Percutaneous edge-to-edge repair
The edge-to-edge concept of mitral valve repair is the basis of the most currently widespread percutaneous method of correcting mitral regurgitation. The MitraClip system (Evalve, Menlo Park, California, USA) allows the implantation of one or more clips at the site of regurgitation, reproducing the surgical edge-to-edge repair (19).
Despite this great versatility, clinical and echocardiographic results have progressively demonstrated that there are specific subgroups of patients in whom the edge-to-edge technique leads to suboptimal results. Unsatisfactory outcomes have been reported in patients with rheumatic mitral regurgitation and in those who did not receive a concomitant annuloplasty (2,20). In the aforementioned conditions edge-to-edge repair does not represent the technique of choice.
Due to the risk of inducing stenosis, the edge-to-edge technique should not be used in patients with small mitral valve area and rheumatic mitral regurgitation. In addition, its application is not indicated in the case of bileaflet prolapse if the mitral lesions involve non-facing segments of the anterior and posterior leaflets. Finally, it should be avoided in the presence of a heavily calcified annulus and whenever annular dilatation cannot be corrected by a concomitant annuloplasty for whatever reason. Indeed, the absence of annuloplasty is likely associated with increased stresses on the suture and on the valve apparatus, leading to accelerated failure of the repair. As a matter of fact, freedom from reoperation is lower when annuloplasty is for some reason omitted (2,20).

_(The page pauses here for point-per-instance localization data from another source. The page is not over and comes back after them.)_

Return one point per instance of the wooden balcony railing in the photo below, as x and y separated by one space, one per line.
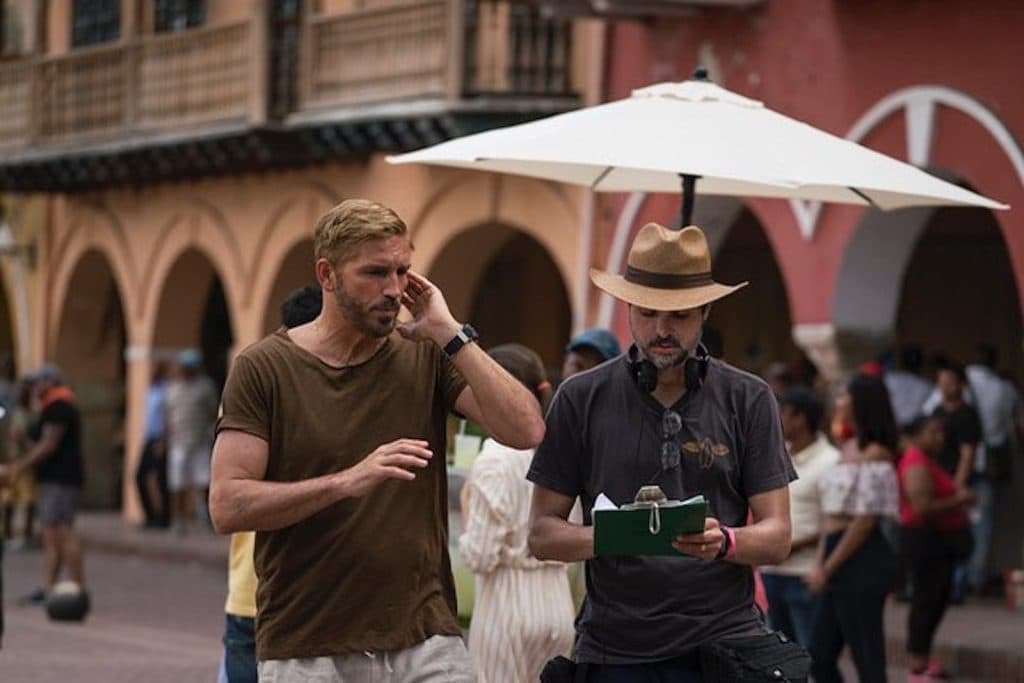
397 49
196 76
152 84
15 102
230 78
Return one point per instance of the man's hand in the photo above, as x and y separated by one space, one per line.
396 460
431 317
706 545
816 581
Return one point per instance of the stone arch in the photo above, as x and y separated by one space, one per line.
869 309
505 282
89 346
920 103
16 338
195 311
275 269
204 232
295 270
91 227
540 209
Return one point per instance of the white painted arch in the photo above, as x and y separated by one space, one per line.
919 103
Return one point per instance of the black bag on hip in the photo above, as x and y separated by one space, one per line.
769 656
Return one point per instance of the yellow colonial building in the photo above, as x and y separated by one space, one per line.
164 163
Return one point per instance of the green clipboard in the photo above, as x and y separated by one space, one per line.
628 531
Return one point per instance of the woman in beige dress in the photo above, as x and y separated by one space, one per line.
523 610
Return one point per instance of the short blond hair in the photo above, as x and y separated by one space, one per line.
342 229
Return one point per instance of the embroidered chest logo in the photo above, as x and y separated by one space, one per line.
706 452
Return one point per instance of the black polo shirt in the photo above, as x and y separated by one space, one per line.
604 435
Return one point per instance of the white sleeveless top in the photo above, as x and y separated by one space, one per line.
860 488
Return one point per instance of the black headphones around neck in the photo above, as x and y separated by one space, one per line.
645 373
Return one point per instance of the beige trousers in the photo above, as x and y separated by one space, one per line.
437 659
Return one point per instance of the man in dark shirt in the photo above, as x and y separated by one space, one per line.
56 457
670 415
961 425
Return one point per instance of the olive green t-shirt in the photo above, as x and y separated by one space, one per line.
365 573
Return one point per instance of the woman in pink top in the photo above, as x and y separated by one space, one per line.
935 535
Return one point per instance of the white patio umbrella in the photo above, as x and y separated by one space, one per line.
695 130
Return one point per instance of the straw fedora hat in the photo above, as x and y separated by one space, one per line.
667 270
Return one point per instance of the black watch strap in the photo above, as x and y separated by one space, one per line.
465 336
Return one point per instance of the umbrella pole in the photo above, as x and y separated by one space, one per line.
689 190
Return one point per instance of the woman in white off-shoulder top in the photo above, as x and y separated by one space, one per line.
523 611
856 566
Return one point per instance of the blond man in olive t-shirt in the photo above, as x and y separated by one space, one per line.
331 446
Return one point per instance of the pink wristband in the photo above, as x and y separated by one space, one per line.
732 542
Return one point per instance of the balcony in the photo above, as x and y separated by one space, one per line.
634 8
394 75
202 77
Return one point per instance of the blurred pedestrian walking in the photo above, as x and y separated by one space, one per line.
151 475
55 454
522 610
19 496
934 536
856 566
589 349
192 411
792 607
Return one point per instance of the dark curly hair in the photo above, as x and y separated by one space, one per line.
872 413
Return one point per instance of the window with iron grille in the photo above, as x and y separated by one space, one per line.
171 15
94 22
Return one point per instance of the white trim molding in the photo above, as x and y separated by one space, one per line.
919 103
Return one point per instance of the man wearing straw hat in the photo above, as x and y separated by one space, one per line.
666 414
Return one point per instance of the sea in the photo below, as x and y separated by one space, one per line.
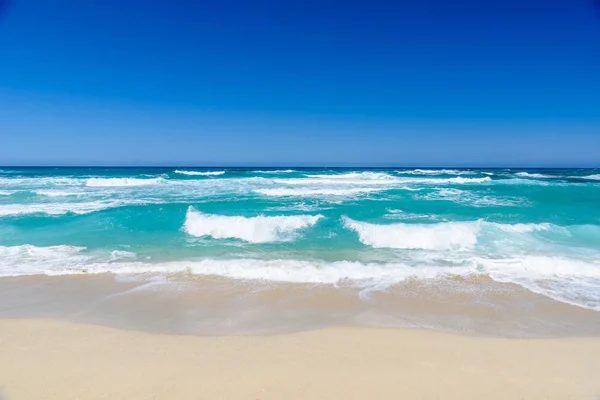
513 252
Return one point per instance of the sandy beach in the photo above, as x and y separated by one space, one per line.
50 359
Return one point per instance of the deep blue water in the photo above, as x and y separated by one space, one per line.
536 228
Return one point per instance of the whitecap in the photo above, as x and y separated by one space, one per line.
440 236
117 182
200 173
259 229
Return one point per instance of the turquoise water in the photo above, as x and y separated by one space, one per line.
539 229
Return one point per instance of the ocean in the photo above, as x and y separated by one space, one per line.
377 238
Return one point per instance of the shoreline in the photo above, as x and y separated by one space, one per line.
50 359
213 306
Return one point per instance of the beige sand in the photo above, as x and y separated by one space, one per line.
46 359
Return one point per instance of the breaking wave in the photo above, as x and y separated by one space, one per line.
118 182
200 173
259 229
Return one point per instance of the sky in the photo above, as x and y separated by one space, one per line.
300 83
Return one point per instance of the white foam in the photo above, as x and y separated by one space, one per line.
309 192
120 255
529 175
595 177
36 182
259 229
573 281
200 173
27 259
275 171
436 172
65 208
117 182
56 193
440 236
362 176
473 199
570 280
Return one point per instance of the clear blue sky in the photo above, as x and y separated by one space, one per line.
406 82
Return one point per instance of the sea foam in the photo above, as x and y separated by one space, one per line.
440 236
259 229
117 182
200 173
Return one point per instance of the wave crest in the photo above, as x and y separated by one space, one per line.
117 182
259 229
441 236
200 173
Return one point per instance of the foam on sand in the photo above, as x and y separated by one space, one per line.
259 229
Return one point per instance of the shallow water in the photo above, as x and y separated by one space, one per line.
365 235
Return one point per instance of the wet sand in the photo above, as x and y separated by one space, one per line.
192 305
58 360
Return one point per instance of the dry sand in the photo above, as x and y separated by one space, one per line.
49 359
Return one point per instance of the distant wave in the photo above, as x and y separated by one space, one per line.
309 192
275 171
441 236
529 175
117 182
260 229
200 173
438 236
435 172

Twenty years after its introduction, the edge-to-edge technique remains an effective and versatile method to treat mitral regurgitation due to different causes and mechanisms. Simplicity, reliability and reproducibility are the main advantages of this method and have led to its increasingly widespread application in the surgical community. Very long-term durability has recently been definitely demonstrated. The current indications and contraindications of the edge-to-edge repair, substantiated by the surgical results, have been outlined in this manuscript. If the well-established technical aspects of the procedure are respected and the indications previously described are observed, results with this type of repair are similar or even superior to those obtained with other reconstructive techniques.
The first author is grateful to his friend Dr. Enrico Rinaldi for the soundtrack.
Disclosure: The authors declare no conflict of interest.